One more thing: randomize delays between actions. Not "about 30 seconds" — time.sleep(random.randint(30, 90)). A little variance removes the pattern.

What I measured

Three months. Seven approval-gated jobs, five autonomous. Not a single case of the agent "doing something extra." I triggered STOP once when I had to leave unexpectedly. The system stopped in 3 seconds.

Stateful drafts cost about 10-15 minutes per day reviewing drafts. That's not overhead — it's deliberate oversight. I see what the system did without keeping its full state in my head.

What doesn't work

These patterns don't help if the task is badly scoped to begin with.

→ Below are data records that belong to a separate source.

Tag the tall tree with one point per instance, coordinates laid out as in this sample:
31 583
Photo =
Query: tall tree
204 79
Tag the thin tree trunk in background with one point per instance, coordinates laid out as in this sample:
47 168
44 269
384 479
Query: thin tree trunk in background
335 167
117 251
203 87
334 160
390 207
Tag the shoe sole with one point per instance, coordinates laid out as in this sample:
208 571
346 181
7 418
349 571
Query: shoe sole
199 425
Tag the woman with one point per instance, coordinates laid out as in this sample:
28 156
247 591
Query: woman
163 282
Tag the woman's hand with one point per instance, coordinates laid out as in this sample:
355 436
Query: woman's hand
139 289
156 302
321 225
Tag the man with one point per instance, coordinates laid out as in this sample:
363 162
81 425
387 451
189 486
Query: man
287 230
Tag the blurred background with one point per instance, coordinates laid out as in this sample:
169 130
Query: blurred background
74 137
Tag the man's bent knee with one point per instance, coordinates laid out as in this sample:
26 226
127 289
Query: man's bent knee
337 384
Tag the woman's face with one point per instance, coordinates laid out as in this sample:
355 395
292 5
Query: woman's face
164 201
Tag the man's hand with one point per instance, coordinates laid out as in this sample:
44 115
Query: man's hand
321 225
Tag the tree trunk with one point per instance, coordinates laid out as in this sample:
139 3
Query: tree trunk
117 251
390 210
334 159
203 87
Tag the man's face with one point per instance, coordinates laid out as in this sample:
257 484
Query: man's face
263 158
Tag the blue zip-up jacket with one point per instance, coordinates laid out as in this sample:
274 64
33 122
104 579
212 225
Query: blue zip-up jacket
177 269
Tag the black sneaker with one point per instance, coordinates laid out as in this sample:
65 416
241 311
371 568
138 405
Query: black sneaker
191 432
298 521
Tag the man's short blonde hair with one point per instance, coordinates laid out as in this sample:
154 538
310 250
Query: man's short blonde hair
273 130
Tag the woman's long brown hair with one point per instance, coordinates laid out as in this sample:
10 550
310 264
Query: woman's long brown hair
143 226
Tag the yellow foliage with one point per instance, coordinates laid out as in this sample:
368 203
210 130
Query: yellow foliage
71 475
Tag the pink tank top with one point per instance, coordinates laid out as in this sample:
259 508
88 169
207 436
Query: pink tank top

If an agent takes an action that can't be stopped or rolled back, the STOP flag helps you next time, not this time.

Before any new task I ask one question: "If the agent does this twice, is that a problem?" If yes, either the task doesn't get automated, or step one is automatic and step two needs confirmation.

The other trap: trying to encode all safety logic in prompts. A prompt describes intent, it's not a contract. Safety invariants belong in code.

What happens when AI-generated code ships to production without enough guard rails — a real case study in The bug Claude wrote. Seven days in production.

The short version

The question isn't whether to trust an AI agent. It's whether the engineering around it is sound.

Three patterns I won't skip for any autonomous AI agent in production:

  1. Stateful drafts — agent proposes, you decide.
  2. Stop flag — kill everything in 3 seconds.
  3. Hard rate limits in code, not in prompts.

None of this is complicated. But without it, even a well-calibrated agent is a black box acting on your behalf.